Jumlah dana yang tidak dapat dipertanggungjawabkan yang dinyatakan audit BPKP sebagai kerugian negara telah dibayar dan dibebankan kepada dua pengurus Kadin Jatim yang telah menjadi terpidana pada penyidikan 2015, yaitu Diar Kusuma Putra dan Nelson Sembiring.
“Saya sebenarnya enggan masuk ke pokok perkara karena ini sidang praperadilan. Tapi karena jaksa bilang bahwa perkara ini adalah pengembangan dari kasus terdahulu, saya harus tegaskan ke publik biar tidak dikaburkan fakta hukumnya. Apa yang disampaikan jaksa adalah fakta-fakta hukum lama yang sudah dipertimbangkan dalam putusan yang telah berkekuatan hukum tetap pada 2015 dengan terpidana Diar dan Nelson. Soal pengembalian dana hibah yang dipinjam sementara untuk beli saham IPO Bank Jatim itu juga sudah ada di persidangan tahun lalu. Tidak ada yang baru. Sehingga ini bukan merupakan pengembangan kasus sebagaimana yang didalilkan oleh jaksa,” tegas Adik.

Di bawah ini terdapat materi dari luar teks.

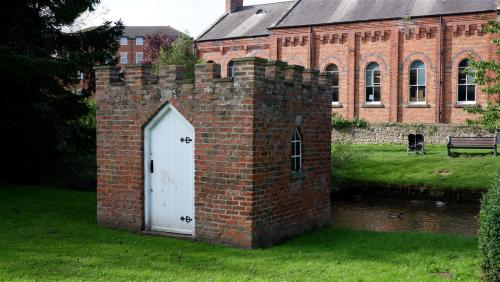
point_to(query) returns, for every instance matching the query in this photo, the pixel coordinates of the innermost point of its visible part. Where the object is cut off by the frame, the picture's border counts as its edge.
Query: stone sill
(417, 106)
(296, 175)
(223, 79)
(185, 81)
(464, 105)
(373, 106)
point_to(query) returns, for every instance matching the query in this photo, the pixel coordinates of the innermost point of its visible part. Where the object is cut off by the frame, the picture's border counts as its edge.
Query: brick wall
(245, 192)
(394, 45)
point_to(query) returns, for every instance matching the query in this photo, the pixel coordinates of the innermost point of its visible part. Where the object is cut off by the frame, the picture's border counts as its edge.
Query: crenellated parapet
(251, 75)
(246, 193)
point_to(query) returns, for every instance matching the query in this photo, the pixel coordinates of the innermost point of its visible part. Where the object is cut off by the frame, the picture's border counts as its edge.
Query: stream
(388, 214)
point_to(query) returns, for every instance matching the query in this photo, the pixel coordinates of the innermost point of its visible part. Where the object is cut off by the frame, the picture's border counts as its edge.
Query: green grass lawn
(51, 234)
(390, 164)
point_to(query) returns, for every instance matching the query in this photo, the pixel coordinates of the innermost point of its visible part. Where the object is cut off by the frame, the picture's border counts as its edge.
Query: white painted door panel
(172, 181)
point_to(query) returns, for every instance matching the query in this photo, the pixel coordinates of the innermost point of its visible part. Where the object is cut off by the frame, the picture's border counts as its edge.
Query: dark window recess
(466, 84)
(333, 72)
(230, 69)
(296, 159)
(372, 83)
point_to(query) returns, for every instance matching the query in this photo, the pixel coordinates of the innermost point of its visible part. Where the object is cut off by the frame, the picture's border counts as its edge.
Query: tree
(153, 43)
(180, 53)
(47, 130)
(487, 73)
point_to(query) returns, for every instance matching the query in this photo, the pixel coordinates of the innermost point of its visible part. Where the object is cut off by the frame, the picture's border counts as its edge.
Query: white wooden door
(170, 167)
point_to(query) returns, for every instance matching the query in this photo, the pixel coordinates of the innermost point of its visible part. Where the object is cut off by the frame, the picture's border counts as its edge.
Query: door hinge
(187, 140)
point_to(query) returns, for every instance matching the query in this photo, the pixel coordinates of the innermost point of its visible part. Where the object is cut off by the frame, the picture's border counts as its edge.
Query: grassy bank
(390, 164)
(51, 234)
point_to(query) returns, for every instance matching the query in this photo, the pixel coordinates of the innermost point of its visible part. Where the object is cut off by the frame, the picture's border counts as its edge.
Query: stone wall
(246, 194)
(397, 133)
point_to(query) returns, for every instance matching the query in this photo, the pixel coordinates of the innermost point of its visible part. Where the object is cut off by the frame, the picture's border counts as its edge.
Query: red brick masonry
(439, 42)
(245, 192)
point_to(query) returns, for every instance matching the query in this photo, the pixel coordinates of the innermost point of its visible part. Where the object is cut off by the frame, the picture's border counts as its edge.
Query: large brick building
(390, 60)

“Tidak bisa kasus yang yang sudah berkekuatan hukum tetap, sudah ada terpidana, sudah tak ada kerugian negara, tapi diungkit-ungkit lagi. Ini yang oleh ahli hukum UI, Chudry Sitompul ditengarai ada kepentingan lain di luar kepentingan hukum. Pendapat itu sangat wajar, apalagi kejaksaan yang full power berhadapan dengan warga sipil. Padahal warga sipil harus dilindungi haknya untuk mendapat kepastian hukum. Tidak bisa dibikin semena-mena seperti ini dengan tujuan di luar hukum, apalagi agenda politik,” tegas Adik.